- Could a controller be responsable for drives dying?
- Posted by Deep on July 5th, 2006
I've recently not had much luck with my hard drives, about a month ago I
had a 200GB Maxtor DM9+ die on me without warning, a week later a 200GB
Maxtor DM10 started making similar noises to what the busted DM9+ now
makes (the DM10 still works but its been taken out of use for now).
Now a old 120GB WD drive (which despite its age has had very little use)
I was using as a stand in is now causing the odd Event 51 ("An error was
detected on device..") and Event 57 ("The system failed to flush
data..") also the drive has once "disappeared from the system" according
to the event log, but it evidently reappeared.
Now I've never had so many failures (or signs of failure) in such a
short period of time.
The 200GB drives were bought within a month of each other and have
always run together in the same system so have gone though similar
amount of use.
Recently I've rebuilt the system and the problems started only a couple
of weeks later, so I was wondering if there was any chance the
motherboard controller may have contributed to the problem (i.e. a
hardware fault with it)?
For now I'm just left with 3xSATA drives and the only drives on the ATA
controller are 2xDVD drives. Should I be wary of putting any HDD on
this controller?
- Posted by Arno Wagner on July 5th, 2006
Previously Deep <deep@dark.hole> wrote:
Very, very unlikely.
No. But you should be wary of putting any drive in this computer.
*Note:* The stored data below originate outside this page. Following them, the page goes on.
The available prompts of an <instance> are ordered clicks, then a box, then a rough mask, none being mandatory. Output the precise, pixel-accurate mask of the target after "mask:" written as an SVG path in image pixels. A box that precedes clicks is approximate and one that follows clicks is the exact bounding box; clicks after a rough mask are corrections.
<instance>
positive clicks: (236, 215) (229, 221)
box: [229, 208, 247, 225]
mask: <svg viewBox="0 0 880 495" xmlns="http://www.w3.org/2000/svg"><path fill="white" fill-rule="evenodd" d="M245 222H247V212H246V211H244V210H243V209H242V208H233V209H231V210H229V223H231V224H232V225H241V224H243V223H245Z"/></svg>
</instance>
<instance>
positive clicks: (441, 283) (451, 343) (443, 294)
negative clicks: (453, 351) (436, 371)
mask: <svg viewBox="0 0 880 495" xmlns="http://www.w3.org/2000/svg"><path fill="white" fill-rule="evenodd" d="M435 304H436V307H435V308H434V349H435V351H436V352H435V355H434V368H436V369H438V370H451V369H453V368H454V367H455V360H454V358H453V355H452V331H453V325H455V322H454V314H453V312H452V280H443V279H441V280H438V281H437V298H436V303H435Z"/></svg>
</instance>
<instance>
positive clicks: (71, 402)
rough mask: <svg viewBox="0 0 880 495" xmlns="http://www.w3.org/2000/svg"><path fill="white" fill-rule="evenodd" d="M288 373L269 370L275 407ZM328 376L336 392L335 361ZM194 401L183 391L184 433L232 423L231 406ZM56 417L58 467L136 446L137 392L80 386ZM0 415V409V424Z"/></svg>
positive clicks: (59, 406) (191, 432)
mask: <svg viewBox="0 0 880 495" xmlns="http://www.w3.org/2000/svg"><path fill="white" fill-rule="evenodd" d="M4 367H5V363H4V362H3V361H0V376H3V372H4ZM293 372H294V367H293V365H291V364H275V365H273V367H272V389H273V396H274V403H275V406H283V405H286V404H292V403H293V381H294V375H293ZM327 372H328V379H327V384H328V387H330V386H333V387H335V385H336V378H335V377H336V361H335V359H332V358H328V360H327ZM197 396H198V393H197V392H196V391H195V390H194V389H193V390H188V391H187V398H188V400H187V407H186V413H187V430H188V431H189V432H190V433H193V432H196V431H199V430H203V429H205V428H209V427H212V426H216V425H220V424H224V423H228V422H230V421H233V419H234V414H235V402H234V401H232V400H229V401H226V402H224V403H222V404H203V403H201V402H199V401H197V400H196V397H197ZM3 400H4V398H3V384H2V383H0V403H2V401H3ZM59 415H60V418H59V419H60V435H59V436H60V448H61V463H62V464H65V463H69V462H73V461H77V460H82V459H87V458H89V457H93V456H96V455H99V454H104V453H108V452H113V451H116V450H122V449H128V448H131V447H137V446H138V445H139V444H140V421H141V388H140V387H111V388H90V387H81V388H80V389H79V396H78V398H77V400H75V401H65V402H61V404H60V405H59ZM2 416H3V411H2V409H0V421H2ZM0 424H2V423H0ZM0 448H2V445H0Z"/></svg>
It is statistically very unlikely that the drives just failed
randomly this close together. Possible sources of problems
are: Inadequate cooling (still a primary HDD killer), out of
spec or contaminated power, mechanical shock.
Arno
- Posted by Rod Speed on July 5th, 2006
Deep <deep@dark.hole> wrote:
- Posted by Rod Speed on July 5th, 2006
Deep <deep@dark.hole> wrote:
Its very unlikely indeed to be the controller.
Much more likely to be something else about that system, like the
drives are getting much too hot, the PSU is killing them, etc etc etc.
Check the drive temps with Everest for starters.
http://www.majorgeeks.com/download.php?det=4181
- Posted by Deep on July 5th, 2006
Rod Speed wrote:
the case.
The drives normally run/ran at about 36C with a room temp of around
24/25C, at the moment there something of a heatwave here and room
temperatures are around 30-33C leading to reported HDD temperatures of
41-44C.
Obviously the hotter the drive the shorter the drive life but from what
I can gather drive temperatures should generally be below 50C?
- Posted by Rod Speed on July 5th, 2006
Deep <deep@dark.hole> wrote:
Thats fine. I'd swap the power supply myself.
Yes, those temps are fine.
- Posted by Arno Wagner on July 5th, 2006
Previously Deep <deep@dark.hole> wrote:
That should not lead to fast death.
Under full load, yes.
I would say your problem is not overtemperature.